We’re on a small boat heading out of Port Klang, one of the busiest container ports in the world, the largest port in Malaysia. My mother, my brother and his wife, my husband, older daughter and her boyfriend, and I sit on cushioned seats, life vests strapped on. My younger daughter travels with us from isolation in Iowa via a video call.
My father is travelling with us, too. His ashes, bone fragments, and tiny pieces of his skull are in an urn stored safely on the boat. The sky is overcast, and as we’re steered away from the shore, the sea curls and foams around the boat. When we reach three nautical miles into the Strait of Malacca, the boatman switches off the engine. We hear now, the waves slapping against the boat, and the sea birds crying above.
The funeral assistant beckons me to the boat’s prow, handing me the urn containing my father’s remains. I crouch and balance awkwardly against the railing. Then, I tip the urn over and my father leaves us on his final earthly journey. His ashes, bones, and bits of skull drop down into the sea where further north, off Pangkor Island, half a century ago, he swam and played with my brother and me when we were children, and then again, when my daughters were young.

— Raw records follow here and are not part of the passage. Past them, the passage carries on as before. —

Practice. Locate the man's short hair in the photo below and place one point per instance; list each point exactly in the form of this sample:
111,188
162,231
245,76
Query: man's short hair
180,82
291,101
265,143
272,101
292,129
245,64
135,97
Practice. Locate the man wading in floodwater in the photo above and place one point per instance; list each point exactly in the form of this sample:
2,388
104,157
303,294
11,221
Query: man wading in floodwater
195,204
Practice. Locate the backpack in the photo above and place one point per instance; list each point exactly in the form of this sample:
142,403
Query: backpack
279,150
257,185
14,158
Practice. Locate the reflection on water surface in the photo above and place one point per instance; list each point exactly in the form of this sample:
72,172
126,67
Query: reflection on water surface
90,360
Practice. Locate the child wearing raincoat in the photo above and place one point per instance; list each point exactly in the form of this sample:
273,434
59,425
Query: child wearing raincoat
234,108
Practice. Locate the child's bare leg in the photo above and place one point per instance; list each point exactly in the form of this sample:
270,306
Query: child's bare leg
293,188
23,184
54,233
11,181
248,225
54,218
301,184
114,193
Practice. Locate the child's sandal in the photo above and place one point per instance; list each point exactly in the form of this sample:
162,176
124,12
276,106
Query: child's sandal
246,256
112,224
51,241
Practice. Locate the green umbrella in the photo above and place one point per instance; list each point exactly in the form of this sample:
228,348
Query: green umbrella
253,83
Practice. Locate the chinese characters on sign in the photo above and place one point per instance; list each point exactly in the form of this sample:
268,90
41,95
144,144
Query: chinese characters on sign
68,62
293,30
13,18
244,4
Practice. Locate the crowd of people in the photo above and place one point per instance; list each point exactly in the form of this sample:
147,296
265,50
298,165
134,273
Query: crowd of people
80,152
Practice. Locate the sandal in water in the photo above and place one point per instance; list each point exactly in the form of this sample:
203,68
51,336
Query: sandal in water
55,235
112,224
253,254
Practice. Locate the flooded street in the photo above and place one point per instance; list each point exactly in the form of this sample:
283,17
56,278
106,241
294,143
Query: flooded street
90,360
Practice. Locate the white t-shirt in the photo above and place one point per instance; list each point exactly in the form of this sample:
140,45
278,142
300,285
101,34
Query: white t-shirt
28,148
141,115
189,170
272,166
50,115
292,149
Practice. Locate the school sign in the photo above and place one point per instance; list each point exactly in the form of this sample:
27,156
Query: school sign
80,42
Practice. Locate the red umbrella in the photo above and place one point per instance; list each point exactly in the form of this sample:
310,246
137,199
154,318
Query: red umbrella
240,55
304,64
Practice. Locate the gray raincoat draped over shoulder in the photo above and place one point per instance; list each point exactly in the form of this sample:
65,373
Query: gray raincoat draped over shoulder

Years from now, perhaps my earthly remains will also join my father’s, going back to the sea from which terrestrial creatures first evolved millennia ago. I may follow my father’s remains as I’ve always seemed to follow his footsteps on earth. On his final night, he spoke his last words as I held his swollen hand, “Stay with me.” I did for as long as I could, until I had to sleep, to be able to face the next day. That afternoon, while we bustled in the busyness of life, my father left us, but I hope he knows I always take him with me, wherever I go.